Das spart Programmerzeit und der Programmierer muß über viele technische Details gar nicht so genau Bescheid wissen.

Funktionen für Bildlaufleisten oder Buttons , auf die man mit der Maus klicken kann , sind in solchen Toolkits wie der GTK Bibliothek oder der QT Bibliothek enthalten. Diese Funktionen muß der Programmierer nicht selbst programmieren.

Bei Linux sind das separate Dateien die mit installiert werden müssen, damit die Programme funktionieren. Deshalb gibt es auch Paketmanager wie APT, weil der Anwender nicht wissen kann , welche Dateien das sind.

Man kann ein Gnomeprogramme unter KDE starten, obwohl dieses Gnomeprogramm mit einer anderen Bbliothek programmiert wurde.
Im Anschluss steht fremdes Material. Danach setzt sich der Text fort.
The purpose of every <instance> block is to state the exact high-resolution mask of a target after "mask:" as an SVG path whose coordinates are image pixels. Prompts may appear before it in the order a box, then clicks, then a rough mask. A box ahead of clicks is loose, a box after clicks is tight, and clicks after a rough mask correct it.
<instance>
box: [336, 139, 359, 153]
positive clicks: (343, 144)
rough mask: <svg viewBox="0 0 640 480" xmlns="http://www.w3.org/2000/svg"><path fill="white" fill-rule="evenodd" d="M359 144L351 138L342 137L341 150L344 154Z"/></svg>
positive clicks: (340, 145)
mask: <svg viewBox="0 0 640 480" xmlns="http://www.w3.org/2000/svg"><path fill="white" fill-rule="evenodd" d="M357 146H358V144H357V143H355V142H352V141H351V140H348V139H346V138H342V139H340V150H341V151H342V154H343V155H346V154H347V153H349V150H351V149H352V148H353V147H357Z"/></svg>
Umgekehrt geht das auch unter Gnome.

Nur das Aussehen der Programme macht Probleme. Für KDE Anwender gibt es das Paket gtk-qt-engine, damit die Gnomeprogramme unter KDE aussehen wie KDE Programme. Bei Gnome weiß ich nicht so Bescheid.

Deshalb ist auch die Linux Standard Base wichtig , die eine Kompatibilität der Distributionen untereinander garantieren soll. Wenn ein fremdes Programm installiert wird, welches mit einer anderen Distribution programmiert wurde, verwendet dieses fremde Programm die gleichen Bibliotheken , die auch die distributionseigenen Programme verwenden.
Bei Unix fehlen diese Standards aus der Linux Standard Base, aber bei Linux hat man aus den Fehlern von Unix wahrscheinlich gelernt ;-).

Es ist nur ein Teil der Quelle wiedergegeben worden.